Proposes ProRL, a training paradigm that applies extended RL training (e.g., thousands of steps) to LLMs to uncover novel reasoning strategies not present in the base model.
Shows that, contrary to beliefs that RL simply amplifies existing biases, prolonged RL can discover entirely new solution pathways that the base model could not sample.
Empirically demonstrates performance gains across math, code, logic puzzle, STEM‐reasoning, and instruction‐following tasks (e.g., +14.7% pass@1 on math, +54.8% on logic puzzles).
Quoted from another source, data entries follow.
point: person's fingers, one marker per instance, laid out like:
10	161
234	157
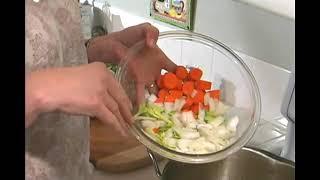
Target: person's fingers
152	35
119	95
106	116
134	34
140	91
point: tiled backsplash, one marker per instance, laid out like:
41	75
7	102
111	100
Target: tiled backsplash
272	80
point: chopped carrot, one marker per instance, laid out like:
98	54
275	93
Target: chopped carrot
199	97
189	102
156	130
160	81
160	100
170	81
203	85
215	94
195	108
195	74
176	93
181	72
188	87
163	93
185	109
179	84
169	98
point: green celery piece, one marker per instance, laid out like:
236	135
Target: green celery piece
142	109
165	128
208	119
176	134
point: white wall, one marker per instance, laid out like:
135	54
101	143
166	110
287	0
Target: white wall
245	28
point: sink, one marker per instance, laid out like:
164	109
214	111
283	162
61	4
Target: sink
246	164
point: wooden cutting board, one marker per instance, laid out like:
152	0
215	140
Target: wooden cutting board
112	153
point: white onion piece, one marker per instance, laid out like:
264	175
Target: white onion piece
178	104
168	106
217	121
206	99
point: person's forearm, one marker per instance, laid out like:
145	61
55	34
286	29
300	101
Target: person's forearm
32	104
35	100
103	49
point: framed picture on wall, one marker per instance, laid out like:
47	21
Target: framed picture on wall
175	12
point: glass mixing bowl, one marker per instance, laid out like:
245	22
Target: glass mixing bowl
224	68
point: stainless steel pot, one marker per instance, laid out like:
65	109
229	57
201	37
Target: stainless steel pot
246	164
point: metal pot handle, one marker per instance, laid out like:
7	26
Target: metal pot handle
155	163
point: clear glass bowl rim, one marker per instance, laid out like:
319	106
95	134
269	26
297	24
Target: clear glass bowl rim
219	155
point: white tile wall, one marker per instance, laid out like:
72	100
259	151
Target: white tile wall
272	80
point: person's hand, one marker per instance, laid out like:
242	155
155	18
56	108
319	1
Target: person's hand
148	63
113	47
87	90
Correlates improvements with base‐model weakness: ProRL yields the largest gains where the base model struggles most, indicating a genuine expansion of reasoning capabilities.

Key Methods:

KL‐divergence control: enforce a dynamic KL constraint during RL updates to balance exploration and policy drift.
Reference policy resetting: periodically reset the policy head to a previous checkpoint to prevent mode collapse and encourage exploration of new reasoning paths.
Diverse task suite: train on a broad mixture of tasks (136K problems spanning math, code, logic puzzles, STEM, and instructions) so that RL is not overfitting to a single domain.
Extended training schedule: perform ProRL for 2,000+ gradient steps (unprecedented for reasoning RL), showing continual improvement even after “saturation” of standard metrics.